ISS - Stazione Spaziale Internazionale

Scrivimi

"Nell'estate del 1894 dall'alta montagna di Oropa contemplando il Biellese pensai che l'uomo potesse trovare nello spazio nuove energie, nuove risorse e nuovi mezzi di comunicazione."
Guglielmo Marconi
 

"Affacciati alla finestra credevamo di scoprire un nuovo universo, abbiamo impiegato anni per capire
che sul davanzale c’era un gatto, il nuovo universo eravamo noi riflessi capovolti nel suo occhio..."
Tratto dal libro di Gianfranco Sinigaglia, I4BBE, "Elementi di tecnica radioastronomica"


Il mondo della Radio mi conquistò quando avevo 9 anni e mio padre una sera mi disse: "...vieni che ti spiego la radio". Prese una radio e iniziò a spiegarmi come funzionava. Era curioso che girando la manopola di sintonia di quella radio si sentivano voci, musiche. Ed era bella quella scala parlante illuminata, con tutte quelle scritte. "Vedi, se giro la manopola si sente la radio che è scritta lì.....", mi diceva.

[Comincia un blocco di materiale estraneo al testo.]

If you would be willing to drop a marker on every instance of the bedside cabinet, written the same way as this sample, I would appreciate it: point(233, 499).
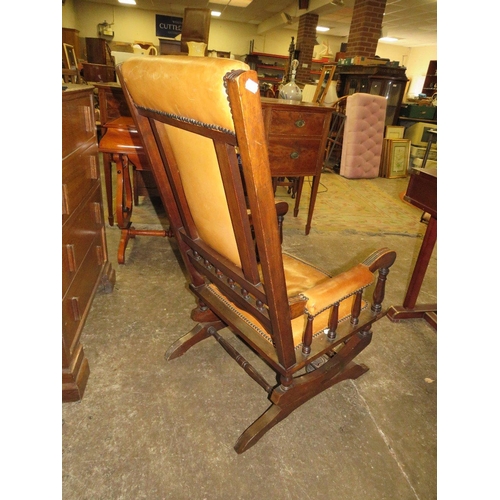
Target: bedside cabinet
point(296, 139)
point(85, 265)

Ma evidentemente avevo altro per la testa. Quelle spiegazioni però mi incuriosirono. Non sapevo allora che la Radio mi aveva infatti contagiato. Poi mi regalò una radio, una di quelle che si trovano ormai solo alle fiere dei surplus.

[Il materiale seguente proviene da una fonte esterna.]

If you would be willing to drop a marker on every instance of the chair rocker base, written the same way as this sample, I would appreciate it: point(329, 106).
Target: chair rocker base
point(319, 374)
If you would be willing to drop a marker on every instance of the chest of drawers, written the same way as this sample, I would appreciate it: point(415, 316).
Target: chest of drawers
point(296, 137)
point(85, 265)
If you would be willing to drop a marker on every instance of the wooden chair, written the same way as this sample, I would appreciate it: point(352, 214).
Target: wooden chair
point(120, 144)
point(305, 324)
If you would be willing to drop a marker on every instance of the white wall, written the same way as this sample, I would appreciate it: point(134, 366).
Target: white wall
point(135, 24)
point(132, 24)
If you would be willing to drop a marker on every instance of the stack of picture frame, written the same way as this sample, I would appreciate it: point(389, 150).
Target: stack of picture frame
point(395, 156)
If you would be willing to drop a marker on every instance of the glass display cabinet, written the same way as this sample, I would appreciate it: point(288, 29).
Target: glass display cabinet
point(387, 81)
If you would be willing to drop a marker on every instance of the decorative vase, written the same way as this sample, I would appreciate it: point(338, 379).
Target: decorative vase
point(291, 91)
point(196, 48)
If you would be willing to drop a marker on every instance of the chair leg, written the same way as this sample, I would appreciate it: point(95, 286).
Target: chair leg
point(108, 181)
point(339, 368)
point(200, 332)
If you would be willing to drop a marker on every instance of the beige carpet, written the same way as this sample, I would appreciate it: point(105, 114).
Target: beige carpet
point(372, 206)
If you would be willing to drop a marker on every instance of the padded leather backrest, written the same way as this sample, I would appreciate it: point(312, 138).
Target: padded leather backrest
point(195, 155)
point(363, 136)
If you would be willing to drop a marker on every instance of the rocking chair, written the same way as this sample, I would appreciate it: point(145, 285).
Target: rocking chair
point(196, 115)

Grazie al libro di Ravalico




















capii perché da una radio potevano uscire voci e musiche. Iniziai a costruire i miei primi rudimentali ricevitori.

Mi regalarono una radio multibanda, con le onde corte. Il design tipo militare di quella radio, le nuove bande ricevibili e l'ascolto di nuove stazioni mi fecero immergere ancora di più in quel mondo. Insieme ad un mio amico esploravo l'etere, di sera. Fu proprio durante una di quelle serate che ascoltammo una
stazione numero. Quella voce ci affascinava. Era come aprire una porta ed entrare in un mondo ignoto.
Erano gli anni della guerra fredda. L'ascolto dell'Unione Sovietica faceva sempre un certo effetto.
Fu una grande sorpresa quando ascoltai la
Voice of America, dagli Stati Uniti, il mio primo DX transoceanico.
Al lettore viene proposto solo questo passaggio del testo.